Diktatör, mücadele, cesaret ve diğer şeyler…

Rol aldığı Sadece Diktatör oyunuyla birlikte kendisi de pek çok kentte yasaklanan Barış Atay’la hem kişisel hem de Türkiye’nin sansür gündemini konuştuk…


ÖZLEM ALTUNOK – ÖZGÜN ÖZÇER

Barış Atay, Sadece Diktatör oyununa gelen zincirleme yasağın ardından tiyatro toplulukları başta olmak üzere geniş bir destekle sosyal medyada Diktatörü Okuyoruz eylemiyle sansürü ifşa etti, boşa düşürdü.

Atay, oyunu yakında internet üzerinden paylaşmayı planlıyor. Yeni filmi ise kurgu aşamasında, gösterime girdiğinde jeneriğe “Kültür Bakanlığı’ndan destek talep etmemiştir” notunu düşeceğini söylüyor. Sosyal medyada bildiğiniz gibi, politik gündeme dair yaptığı yorumlarla hep aktif…

Çok mu cesur Barış Atay? Sadece atılacak bir geri adım olmadığını düşünüyor, ileriye bakıyor. Sadece Diktatör’de de söylediği gibi yol alıyor: “Cesaretin yoksa hep kaçarsın. Cesaret sadece atılım gücü değil, aynı zamanda direnme yeteneğidir. Ama sen hep kaçtın. Hata yapmama korkusuyla kaçtın, bu en büyük belan, lanetin. Oysa hayat hatalarla ilerler. Bunu bütün girişimciler bilir, bütün sanatçılar bilir, sen bilmezsin…”

Atay’la bir araya geldik, son dönemde yaşadığı yoğun baskıyı ve Türkiye’nin sansür gündemini konuştuk.

Size ve oyununuza uygulanan yoğun zincirleme yasakların üzerinden bir ay, belki biraz daha fazla zaman geçti. Üzerine Diktatörü Okuyoruz eylemi yapıldı sosyal medyada. Başarılı da oldu, ki bir anlamda sansürü bertaraf etme girişimiydi. Tüm bunların size yansıması ne oldu? Nasıl bir psikoloji içindesiniz?

Türkiye’nin şu anki yapısı içerisinde, birçok insan gibi ben de daha çok genel atmosferin etkisini hissediyorum üzerimde. Ama ara ara yorgunluklar hissetsem de bıkkınlık hissetmiyorum. Çünkü içinde bulunduğumuz bu zorlayıcı durumun biraz da motivasyona çevrilmesi taraftarıyım. Evet, Sadece Diktatör’ün birçok turnesi yasaklandı, hatta bundan sonra ülkede fiili olarak sahnelenemeyeceğini de biliyoruz ama mümkün olduğunca üretken davranmaya çalışıyoruz. İkinci sinema filmimiz bitti, şimdi onun kurgusuyla ilgileniyorum. Önümüzdeki sezon için de yeni bir oyun provasına başladık. Özetle günlük hayatımızın olağan akışını bu olumsuzluklara kurban etmemeye çalışıyoruz.

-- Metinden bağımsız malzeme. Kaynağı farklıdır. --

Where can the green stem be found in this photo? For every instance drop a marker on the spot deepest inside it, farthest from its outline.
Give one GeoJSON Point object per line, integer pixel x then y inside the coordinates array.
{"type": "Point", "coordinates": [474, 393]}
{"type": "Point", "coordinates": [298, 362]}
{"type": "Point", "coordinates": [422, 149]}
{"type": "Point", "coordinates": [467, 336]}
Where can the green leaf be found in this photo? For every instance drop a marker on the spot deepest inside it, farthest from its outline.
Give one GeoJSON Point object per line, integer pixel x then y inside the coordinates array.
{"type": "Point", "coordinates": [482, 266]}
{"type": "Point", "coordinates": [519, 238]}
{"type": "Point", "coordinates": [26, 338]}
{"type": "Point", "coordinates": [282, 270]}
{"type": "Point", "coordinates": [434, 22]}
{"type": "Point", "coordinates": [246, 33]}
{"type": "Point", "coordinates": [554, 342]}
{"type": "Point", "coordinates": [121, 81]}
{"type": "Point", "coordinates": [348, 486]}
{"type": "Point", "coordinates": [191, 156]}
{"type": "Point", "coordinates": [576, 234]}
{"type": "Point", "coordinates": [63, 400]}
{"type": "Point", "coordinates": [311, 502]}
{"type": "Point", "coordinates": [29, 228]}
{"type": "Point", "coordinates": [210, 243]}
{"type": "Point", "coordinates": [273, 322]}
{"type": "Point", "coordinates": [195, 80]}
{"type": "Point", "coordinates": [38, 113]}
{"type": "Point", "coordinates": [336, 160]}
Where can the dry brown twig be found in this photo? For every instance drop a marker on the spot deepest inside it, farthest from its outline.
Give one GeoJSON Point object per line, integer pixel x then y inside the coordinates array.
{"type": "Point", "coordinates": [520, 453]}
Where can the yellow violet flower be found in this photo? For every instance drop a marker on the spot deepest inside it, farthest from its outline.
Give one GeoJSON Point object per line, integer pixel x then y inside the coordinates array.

Oyunun Türkiye genelinde sahnelenemeyeceğini anladık” dediniz biraz önce. Bu size beyan edilmiş bir şey mi yoksa gidişat üzerinden mi böyle yorumluyorsunuz?

Son dönem oyuna dair yasaklamalar silsile halinde devam ediyor. Çünkü mülki amirler; İçişleri Bakanlığı ya da doğrudan iktidarın tavrını baz aldığı, bunu emsal gördüğü için oyun pek çok yerde yasaklandı ve bu şekilde devam edecek. Aslında tam da bu yüzden başvurmamızı bekliyorlar. Başvurdukça yasaklama kararı gelecek. Biz sosyal medya eylemini de bunun üzerinden yaptık. Göstermeye çalıştığımız da şuydu; bir tiyatro oyununun sahnede fiili olarak oynanmasını engelleyebilirsiniz ama seyirciye ulaşmasını engelleyemezsiniz.

Tam seyirciden bahsetmişken, Sadece Diktatör’ün seyirci profiliyle hem de içeriğiyle ilgili neler söylersiniz? Çünkü insanlar oyun hakkında klişe şeyler düşünüyor adından ötürü. Mesela izleyici profilinde çeşitlilik var mı?

Ara ara geniş bir izleyici profiliyle karşılaştığımız olmuştur ama genel olarak bir çeşitliliğe ulaşabildiğimizi söyleyemeyiz. Bunda Türkiye’deki tiyatro izleyicisi profilinin neredeyse homojene yakın olmasının da etkisi var. Hayatla derdi olan, toplumsal duyarlılığı olan, kendini asgari düzeyde demokrat hisseden insanların tiyatroya gittiğini görüyoruz. Bunu herhangi bir kesimi “tiyatrodan anlamaz” diye etiketlemek anlamında söylemiyorum. Aslında iktidar zaten, oluşturmaya çalıştığı tabanın sanattan uzak olmasını istiyor, sanatsal bir şey izletecekse de propagandist dili olan yapımlar sunuyor. Erdoğan’ın kendi adına yaptırdığı Reis, Köz gibi filmler; yapımcıları yapmaya zorladığı ekrandaki televizyon dizileri ya da birtakım efsaneleri tiyatrolaştırmak gibi girişimler bunun son dönem örnekleri.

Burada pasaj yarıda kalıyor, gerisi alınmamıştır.